US5634469A

US5634469A - Method for localizing a site of origin of an electrical heart activity

Info

Publication number: US5634469A
Application number: US08/622,688
Authority: US
Inventors: Herbert Bruder; Reinmar Killmann
Original assignee: Siemens AG
Current assignee: Siemens AG
Priority date: 1995-03-29
Filing date: 1996-03-26
Publication date: 1997-06-03
Anticipated expiration: 2016-03-26
Also published as: EP0735500A3; JPH08280644A; EP0735500A2; DE19511532A1

Abstract

In a method for localizing an origination site of electrical heart activity, body surface potentials generated by the heart activity are measured at a number of measuring points with a multi-channel measuring system, and values are stored that characterize the body surface potentials at the measuring points. These values are then compared to comparison values stored in a data bank, the comparison values representing comparison surface potentials that arise from modeled comparison heart activities whose position in the heart is known. The position of that comparison heart activity whose comparison values exhibit the most similarity to the characteristic values is emitted as a localization result. The comparison values are determined using a heart model embedded in a thorax model.

Description

BACKGROUND OF THE INVENTION

1. Field of the Invention

The invention is directed to a method for localizing (identifying) a site of origin of an electrical heart activity. More specifically the invention is directed to such a localization method of the type wherein body surface potentials generated by the heart activity are measured at a number of measuring points with a multi-channel measuring system and values that characterize the body surface potentials at the measuring points are stored. These values are compared to comparison values stored in a databank, the comparison values characterize comparison surface potentials that arise from comparison heart activities whose position in the heart is known, and the position of that comparison heart activity whose comparison values exhibit the most similarity to the characteristic values is emitted as the site of origin of the heart activity in question.

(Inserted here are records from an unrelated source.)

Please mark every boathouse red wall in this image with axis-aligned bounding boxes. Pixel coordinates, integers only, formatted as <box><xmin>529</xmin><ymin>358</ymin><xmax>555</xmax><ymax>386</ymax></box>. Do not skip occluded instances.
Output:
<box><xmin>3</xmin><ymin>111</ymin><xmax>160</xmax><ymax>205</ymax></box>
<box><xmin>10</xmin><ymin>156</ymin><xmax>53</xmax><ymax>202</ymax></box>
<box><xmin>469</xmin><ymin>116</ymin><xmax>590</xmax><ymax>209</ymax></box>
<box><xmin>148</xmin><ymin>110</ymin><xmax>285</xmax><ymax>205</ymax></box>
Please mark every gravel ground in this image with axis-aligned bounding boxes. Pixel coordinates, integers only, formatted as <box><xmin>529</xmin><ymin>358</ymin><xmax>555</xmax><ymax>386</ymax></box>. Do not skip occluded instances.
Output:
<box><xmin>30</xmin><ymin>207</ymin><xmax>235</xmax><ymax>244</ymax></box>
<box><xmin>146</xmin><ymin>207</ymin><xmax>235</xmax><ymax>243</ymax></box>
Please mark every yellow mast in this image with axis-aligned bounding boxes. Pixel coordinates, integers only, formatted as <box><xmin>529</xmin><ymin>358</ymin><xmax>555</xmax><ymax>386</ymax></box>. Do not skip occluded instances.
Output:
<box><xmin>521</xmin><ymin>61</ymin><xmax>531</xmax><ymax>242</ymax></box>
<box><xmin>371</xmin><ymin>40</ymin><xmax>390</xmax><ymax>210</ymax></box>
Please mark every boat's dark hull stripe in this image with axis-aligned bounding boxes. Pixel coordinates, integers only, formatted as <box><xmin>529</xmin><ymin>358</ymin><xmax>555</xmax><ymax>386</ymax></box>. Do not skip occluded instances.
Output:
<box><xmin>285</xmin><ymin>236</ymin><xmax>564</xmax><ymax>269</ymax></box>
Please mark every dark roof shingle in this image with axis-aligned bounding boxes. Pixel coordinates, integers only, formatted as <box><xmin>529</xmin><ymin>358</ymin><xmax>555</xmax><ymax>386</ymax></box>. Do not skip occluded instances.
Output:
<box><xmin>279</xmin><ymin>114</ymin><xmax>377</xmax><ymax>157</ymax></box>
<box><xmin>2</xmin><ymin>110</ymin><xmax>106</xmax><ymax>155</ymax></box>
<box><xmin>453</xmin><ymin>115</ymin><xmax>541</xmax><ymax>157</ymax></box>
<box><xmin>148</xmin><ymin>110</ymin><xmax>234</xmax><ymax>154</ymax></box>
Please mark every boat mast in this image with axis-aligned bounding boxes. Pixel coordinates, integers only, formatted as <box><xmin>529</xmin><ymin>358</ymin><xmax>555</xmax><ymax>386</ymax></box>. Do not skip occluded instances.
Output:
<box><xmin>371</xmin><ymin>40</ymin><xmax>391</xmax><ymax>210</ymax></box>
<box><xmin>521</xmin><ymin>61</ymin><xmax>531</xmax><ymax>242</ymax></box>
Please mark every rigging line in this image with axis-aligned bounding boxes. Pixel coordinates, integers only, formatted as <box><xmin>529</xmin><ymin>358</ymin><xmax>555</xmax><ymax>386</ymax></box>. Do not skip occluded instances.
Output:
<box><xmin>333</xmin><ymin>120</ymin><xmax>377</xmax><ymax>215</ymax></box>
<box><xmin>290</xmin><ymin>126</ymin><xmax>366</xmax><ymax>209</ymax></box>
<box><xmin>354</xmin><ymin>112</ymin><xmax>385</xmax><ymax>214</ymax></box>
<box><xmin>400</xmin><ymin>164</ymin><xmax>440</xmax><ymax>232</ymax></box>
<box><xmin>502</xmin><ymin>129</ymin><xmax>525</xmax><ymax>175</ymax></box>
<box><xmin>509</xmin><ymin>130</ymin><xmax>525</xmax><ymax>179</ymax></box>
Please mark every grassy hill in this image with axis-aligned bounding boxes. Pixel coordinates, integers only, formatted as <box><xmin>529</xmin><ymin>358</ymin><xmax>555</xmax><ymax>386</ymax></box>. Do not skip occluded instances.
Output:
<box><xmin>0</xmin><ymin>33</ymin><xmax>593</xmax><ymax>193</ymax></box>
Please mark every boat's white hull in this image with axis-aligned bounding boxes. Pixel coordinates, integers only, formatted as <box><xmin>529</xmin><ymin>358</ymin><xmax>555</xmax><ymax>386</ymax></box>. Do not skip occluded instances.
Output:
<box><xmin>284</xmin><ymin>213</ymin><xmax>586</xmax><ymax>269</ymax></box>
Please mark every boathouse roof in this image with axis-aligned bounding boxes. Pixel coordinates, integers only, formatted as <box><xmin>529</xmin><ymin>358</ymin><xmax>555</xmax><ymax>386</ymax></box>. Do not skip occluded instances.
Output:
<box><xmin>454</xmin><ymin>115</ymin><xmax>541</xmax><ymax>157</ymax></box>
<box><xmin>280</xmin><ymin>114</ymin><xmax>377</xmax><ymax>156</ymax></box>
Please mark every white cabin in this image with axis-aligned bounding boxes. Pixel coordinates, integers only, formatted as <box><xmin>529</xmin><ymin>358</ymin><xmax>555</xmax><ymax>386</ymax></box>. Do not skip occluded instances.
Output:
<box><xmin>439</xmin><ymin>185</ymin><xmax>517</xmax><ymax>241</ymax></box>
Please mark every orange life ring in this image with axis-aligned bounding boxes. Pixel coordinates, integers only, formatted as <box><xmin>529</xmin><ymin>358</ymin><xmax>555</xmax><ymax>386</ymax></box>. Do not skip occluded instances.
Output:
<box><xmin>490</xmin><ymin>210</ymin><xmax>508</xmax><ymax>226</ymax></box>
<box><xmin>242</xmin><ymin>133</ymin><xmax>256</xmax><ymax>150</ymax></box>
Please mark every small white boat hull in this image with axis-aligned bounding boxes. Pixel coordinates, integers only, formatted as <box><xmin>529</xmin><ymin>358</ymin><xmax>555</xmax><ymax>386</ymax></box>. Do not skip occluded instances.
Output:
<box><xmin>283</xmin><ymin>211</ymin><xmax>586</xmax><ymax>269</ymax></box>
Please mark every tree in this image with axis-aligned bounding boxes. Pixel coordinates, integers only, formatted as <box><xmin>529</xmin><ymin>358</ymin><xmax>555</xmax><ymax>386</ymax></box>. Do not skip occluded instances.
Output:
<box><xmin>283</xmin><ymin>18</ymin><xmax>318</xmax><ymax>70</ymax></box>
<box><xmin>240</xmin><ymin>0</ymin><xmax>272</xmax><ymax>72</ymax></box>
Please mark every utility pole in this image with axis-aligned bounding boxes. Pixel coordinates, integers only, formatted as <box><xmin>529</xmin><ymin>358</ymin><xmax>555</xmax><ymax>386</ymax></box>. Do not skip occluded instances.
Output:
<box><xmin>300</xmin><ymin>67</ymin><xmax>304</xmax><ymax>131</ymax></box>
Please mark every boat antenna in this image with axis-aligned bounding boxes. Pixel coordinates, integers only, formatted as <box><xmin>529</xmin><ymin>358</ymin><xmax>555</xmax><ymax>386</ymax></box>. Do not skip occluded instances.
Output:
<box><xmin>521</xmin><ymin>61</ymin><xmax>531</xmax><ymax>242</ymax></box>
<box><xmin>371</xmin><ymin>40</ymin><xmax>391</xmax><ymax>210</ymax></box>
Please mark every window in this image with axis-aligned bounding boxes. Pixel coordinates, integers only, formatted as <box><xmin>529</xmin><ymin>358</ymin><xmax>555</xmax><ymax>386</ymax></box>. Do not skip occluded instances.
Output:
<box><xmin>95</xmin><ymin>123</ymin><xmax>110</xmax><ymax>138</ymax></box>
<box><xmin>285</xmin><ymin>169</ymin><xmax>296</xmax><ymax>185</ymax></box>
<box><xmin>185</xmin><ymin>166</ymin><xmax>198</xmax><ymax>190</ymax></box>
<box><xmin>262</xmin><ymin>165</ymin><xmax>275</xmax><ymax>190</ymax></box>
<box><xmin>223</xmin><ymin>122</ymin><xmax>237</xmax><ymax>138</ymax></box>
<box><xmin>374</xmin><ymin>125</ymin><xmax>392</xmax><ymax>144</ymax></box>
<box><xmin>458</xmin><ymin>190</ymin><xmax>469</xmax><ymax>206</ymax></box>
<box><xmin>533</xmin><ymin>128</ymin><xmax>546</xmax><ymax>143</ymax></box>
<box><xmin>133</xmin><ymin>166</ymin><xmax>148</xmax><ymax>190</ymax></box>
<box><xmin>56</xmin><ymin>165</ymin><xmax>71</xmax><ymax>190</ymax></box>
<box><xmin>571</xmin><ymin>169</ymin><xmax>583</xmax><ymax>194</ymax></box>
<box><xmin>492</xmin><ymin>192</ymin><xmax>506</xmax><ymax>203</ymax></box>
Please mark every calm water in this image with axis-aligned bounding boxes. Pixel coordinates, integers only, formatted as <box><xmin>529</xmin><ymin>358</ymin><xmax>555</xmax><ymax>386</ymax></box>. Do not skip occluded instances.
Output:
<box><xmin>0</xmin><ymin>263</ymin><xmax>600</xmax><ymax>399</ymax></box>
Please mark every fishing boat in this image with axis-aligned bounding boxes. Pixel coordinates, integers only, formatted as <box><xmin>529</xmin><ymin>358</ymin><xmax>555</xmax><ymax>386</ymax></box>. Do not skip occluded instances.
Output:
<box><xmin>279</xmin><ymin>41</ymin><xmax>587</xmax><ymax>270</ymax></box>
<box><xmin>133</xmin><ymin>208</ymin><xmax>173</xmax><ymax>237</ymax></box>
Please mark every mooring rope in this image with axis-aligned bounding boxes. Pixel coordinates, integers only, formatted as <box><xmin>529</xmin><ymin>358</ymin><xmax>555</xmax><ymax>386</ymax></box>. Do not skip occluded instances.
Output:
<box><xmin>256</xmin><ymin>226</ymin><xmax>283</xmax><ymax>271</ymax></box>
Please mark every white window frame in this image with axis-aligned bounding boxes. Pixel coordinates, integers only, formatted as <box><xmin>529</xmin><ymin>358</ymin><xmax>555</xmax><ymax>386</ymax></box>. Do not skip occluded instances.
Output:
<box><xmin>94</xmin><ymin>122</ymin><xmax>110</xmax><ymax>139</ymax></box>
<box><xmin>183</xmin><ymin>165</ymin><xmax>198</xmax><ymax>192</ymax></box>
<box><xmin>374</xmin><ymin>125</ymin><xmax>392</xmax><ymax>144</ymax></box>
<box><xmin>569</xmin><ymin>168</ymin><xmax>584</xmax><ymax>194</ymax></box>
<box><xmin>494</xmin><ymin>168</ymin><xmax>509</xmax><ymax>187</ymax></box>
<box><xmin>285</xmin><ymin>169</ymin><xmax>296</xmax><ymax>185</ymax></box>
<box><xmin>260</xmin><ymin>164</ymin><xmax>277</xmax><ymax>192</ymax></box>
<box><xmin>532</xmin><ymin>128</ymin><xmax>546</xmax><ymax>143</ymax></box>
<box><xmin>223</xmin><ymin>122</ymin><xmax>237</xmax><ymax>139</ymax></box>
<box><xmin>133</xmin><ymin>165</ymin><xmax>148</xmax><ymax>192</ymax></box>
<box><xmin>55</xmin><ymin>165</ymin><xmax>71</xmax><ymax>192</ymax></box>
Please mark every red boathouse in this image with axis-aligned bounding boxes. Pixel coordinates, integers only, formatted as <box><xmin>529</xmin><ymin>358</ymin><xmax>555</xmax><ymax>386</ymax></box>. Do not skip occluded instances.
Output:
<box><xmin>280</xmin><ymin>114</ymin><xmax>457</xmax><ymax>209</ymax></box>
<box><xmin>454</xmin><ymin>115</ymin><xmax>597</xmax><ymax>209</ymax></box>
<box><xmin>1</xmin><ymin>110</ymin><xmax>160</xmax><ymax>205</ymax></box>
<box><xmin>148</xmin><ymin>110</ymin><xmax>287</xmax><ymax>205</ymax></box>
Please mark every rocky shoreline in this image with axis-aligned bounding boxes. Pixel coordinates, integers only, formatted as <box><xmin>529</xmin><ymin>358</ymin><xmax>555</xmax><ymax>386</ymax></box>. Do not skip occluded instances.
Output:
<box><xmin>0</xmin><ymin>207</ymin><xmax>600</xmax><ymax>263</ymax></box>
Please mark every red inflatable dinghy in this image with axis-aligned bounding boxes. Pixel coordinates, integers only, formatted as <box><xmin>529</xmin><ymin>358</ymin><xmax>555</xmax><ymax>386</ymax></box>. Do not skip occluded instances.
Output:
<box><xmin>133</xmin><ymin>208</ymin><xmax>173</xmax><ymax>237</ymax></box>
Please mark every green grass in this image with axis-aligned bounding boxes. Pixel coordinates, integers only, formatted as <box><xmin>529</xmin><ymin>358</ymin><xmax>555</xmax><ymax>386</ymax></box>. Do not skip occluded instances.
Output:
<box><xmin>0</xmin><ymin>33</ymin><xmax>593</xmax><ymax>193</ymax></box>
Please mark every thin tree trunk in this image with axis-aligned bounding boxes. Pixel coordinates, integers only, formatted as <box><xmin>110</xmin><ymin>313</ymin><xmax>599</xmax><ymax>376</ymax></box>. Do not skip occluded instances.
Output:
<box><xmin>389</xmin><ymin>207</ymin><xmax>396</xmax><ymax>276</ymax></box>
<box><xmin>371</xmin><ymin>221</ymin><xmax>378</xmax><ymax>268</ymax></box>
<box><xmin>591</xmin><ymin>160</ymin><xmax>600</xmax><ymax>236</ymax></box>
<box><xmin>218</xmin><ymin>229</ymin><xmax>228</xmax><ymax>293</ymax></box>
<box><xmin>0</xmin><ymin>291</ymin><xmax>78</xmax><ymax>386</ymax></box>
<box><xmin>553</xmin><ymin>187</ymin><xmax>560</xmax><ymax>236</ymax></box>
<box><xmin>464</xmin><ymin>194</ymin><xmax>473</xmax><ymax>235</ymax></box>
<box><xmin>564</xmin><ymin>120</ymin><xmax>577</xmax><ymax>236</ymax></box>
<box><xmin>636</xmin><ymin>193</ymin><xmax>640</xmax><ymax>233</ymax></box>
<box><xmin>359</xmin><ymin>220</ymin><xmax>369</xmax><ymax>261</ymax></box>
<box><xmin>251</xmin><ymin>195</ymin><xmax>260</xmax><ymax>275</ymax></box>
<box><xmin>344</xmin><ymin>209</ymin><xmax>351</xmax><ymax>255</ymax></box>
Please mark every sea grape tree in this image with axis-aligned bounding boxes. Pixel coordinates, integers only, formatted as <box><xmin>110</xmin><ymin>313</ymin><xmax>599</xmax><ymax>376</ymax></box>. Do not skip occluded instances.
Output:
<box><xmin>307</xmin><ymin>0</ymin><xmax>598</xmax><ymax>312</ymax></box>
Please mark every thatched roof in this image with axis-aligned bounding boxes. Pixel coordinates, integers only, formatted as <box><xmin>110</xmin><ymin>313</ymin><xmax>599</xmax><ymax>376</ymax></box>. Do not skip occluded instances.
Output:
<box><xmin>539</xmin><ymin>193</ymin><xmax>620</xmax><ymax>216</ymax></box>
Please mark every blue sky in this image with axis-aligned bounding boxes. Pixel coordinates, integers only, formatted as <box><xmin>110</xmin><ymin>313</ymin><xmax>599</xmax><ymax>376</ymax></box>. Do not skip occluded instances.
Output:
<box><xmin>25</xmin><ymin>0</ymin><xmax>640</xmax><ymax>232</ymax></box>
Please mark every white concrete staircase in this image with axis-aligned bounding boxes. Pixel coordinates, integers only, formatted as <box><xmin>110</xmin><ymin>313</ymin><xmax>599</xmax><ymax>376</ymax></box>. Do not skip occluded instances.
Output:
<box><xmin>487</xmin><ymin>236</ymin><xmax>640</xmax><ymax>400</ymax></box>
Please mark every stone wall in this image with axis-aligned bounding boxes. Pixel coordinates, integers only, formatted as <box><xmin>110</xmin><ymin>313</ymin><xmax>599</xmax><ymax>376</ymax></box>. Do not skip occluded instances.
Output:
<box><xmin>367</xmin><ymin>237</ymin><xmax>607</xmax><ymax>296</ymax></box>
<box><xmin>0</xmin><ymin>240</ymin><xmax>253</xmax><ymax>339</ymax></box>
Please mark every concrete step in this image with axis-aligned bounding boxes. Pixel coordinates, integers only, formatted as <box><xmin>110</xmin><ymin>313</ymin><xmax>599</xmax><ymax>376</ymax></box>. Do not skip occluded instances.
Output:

2. Description of the Prior Art

A method of the type generally described above is known from an article by Sippens-Groenewegen et al. entitled, "Localization of the Site of Origin of Postinfarction Ventricular Tachycardia by Endocardial Pace Mapping", Circulation, Volume 88, No. 5, Part 1, November 1993, pp. 2290-2306. Body surface potentials of electrical heart activities are simultaneously taken at the thorax surface with sixty-two electrodes. These signals are integrated over the QRS complex. The integrated measured value, as a characteristic value, is then compared to corresponding comparison values that arise from comparison heart activities originating from a known position. The position of that comparison heart activity whose comparison values agree best with the characteristic values is emitted as the localization result.

Details of how the comparison values of comparison heart activities are generated are set forth in the article by Sippens-Groenewegen et al. entitled, "Body Surface Mapping of Ectopic Left and Right Ventricular Activation, Circulation, Volume 82, No. 3, September 1990, pp. 879-896. According thereto, comparison surface potentials are measured for healthy persons with a multiple electrode arrangement, these comparison surface potentials being generated by a stimulation catheter in the heart. The location of the catheter is determined by means of a biplanar (stereo) cineradiographic method. The compilation of sufficiently large number of comparison heart activities and the associated comparison body surface potentials for the localization is extremely complicated because of the required measurements of both healthy patients and patients exhibiting pathological cardiac activity.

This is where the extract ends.